Patients who sustain an injury to the hamstring muscle are first graded based on MRI criteria (grades I–III) as previously defined [48]. In this grading system, the score is based on patient age, number of muscles involved, location of injury, presence of insertional damage, percentage of cross-sectional muscle involvement, length of muscle retraction, long axis T2 sagittal plane signal abnormalities, and the presence of chronic changes. Patients are initially rested for 24–48 h to allow for clotting at the site of injury and endogenous platelet activation to occur. After this time, using either ultrasound guidance or fluoroscopy with correlation to MRI, injection of a leukocyte-poor PRP preparation (ACP—Arthrex, Naples, FL) is placed within the zone of injury. Patients then receive routine post-injury care by athletic training staff with standard rehabilitation protocols and minimal stretching. The patient is then seen a week later for a repeat injection at the same site as the prior inoculation. The patient is then seen a third week for a repeat clinical evaluation. If the patient is still symptomatic at this visit, a third injection is performed. If the patient is asymptomatic at this time, they are released from care. Patients are allowed return to play when they demonstrate near full strength and flexibility, with minimal to no pain at the site of injury.
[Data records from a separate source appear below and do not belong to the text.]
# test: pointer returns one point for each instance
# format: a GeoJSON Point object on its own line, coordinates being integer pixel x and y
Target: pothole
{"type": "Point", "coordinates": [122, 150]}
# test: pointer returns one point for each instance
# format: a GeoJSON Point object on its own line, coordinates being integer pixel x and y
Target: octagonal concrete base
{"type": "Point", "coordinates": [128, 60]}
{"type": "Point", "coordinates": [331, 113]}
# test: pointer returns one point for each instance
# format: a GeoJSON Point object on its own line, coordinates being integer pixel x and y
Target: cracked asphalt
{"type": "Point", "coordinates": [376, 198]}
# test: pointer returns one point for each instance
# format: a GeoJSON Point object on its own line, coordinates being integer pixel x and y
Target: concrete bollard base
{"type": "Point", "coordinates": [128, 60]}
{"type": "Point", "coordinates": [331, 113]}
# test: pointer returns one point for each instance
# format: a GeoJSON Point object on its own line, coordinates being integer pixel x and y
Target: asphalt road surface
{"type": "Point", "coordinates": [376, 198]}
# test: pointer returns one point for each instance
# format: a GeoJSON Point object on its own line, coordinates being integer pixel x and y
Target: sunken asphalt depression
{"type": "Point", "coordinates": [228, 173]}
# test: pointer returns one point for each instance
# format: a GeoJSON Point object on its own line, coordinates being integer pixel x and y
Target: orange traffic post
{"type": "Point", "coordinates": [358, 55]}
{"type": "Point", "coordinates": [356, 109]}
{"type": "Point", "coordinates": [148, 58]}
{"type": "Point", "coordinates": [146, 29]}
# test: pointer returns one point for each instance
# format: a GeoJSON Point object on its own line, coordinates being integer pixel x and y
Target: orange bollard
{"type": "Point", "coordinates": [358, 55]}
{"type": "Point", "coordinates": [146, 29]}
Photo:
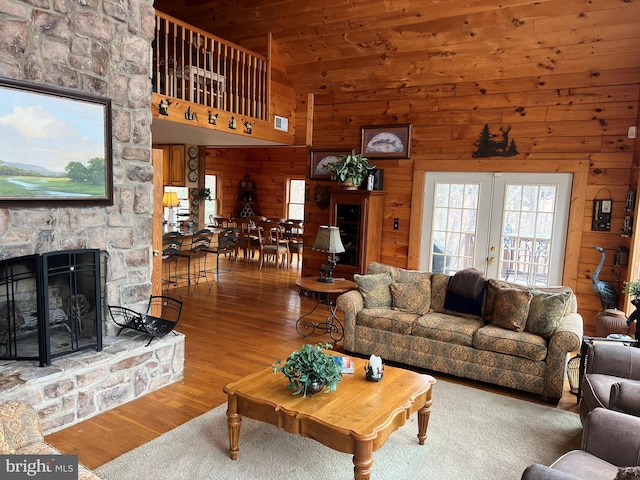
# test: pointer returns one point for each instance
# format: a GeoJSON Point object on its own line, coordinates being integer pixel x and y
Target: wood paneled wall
{"type": "Point", "coordinates": [582, 129]}
{"type": "Point", "coordinates": [565, 74]}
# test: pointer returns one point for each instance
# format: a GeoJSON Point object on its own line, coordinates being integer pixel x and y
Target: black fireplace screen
{"type": "Point", "coordinates": [50, 305]}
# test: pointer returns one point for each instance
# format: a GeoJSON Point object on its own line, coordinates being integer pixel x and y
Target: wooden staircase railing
{"type": "Point", "coordinates": [192, 65]}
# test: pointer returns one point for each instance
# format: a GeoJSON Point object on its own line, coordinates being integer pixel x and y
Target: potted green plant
{"type": "Point", "coordinates": [632, 289]}
{"type": "Point", "coordinates": [350, 170]}
{"type": "Point", "coordinates": [309, 369]}
{"type": "Point", "coordinates": [204, 194]}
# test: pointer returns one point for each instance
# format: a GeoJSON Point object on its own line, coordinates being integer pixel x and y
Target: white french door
{"type": "Point", "coordinates": [511, 226]}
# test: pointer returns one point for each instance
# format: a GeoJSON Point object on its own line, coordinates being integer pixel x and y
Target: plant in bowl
{"type": "Point", "coordinates": [350, 169]}
{"type": "Point", "coordinates": [310, 368]}
{"type": "Point", "coordinates": [633, 290]}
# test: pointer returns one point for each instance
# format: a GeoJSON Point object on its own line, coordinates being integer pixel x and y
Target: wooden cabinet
{"type": "Point", "coordinates": [173, 165]}
{"type": "Point", "coordinates": [358, 214]}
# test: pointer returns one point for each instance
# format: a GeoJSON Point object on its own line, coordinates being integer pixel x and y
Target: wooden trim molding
{"type": "Point", "coordinates": [578, 165]}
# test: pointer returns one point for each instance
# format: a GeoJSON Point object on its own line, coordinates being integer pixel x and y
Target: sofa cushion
{"type": "Point", "coordinates": [412, 297]}
{"type": "Point", "coordinates": [375, 289]}
{"type": "Point", "coordinates": [447, 328]}
{"type": "Point", "coordinates": [493, 287]}
{"type": "Point", "coordinates": [546, 311]}
{"type": "Point", "coordinates": [628, 473]}
{"type": "Point", "coordinates": [387, 319]}
{"type": "Point", "coordinates": [511, 309]}
{"type": "Point", "coordinates": [522, 344]}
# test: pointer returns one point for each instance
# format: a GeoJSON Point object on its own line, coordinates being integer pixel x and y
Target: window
{"type": "Point", "coordinates": [295, 199]}
{"type": "Point", "coordinates": [211, 206]}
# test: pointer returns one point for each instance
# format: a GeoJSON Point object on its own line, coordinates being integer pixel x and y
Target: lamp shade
{"type": "Point", "coordinates": [170, 199]}
{"type": "Point", "coordinates": [328, 240]}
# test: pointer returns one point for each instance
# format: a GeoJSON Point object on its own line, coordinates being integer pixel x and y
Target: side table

There are several potential therapies that may enhance the biologic healing for hamstring injuries, although little data exists at this stage. These include stem cells and delivery of specific growth factors, many of which are contained within the α-granules of platelets. Stem cells have the potential to regenerate tissue by direct expression of cell types that enable healing and repair. For example, animal studies have shown that in models of muscle injury, muscle-derived stem cells (MDSCs) improve both muscular structure and muscle regeneration [49, 50]. In vitro tissue engineering allows either stem cells or growth factors to be placed on a scaffold for direct delivery into damaged tissue. The hope is that ultimately, isolated MDSCs could be seeded onto a scaffold carrier and placed within a specific zone of injury, such as a hamstring muscle, providing the necessary biomaterials for complete repair and recovery of injured tissue [51]. While all of the recent advances in laboratory and bench research are promising, no clinical applications of stem cells have been introduced for the repair and healing of hamstring injuries.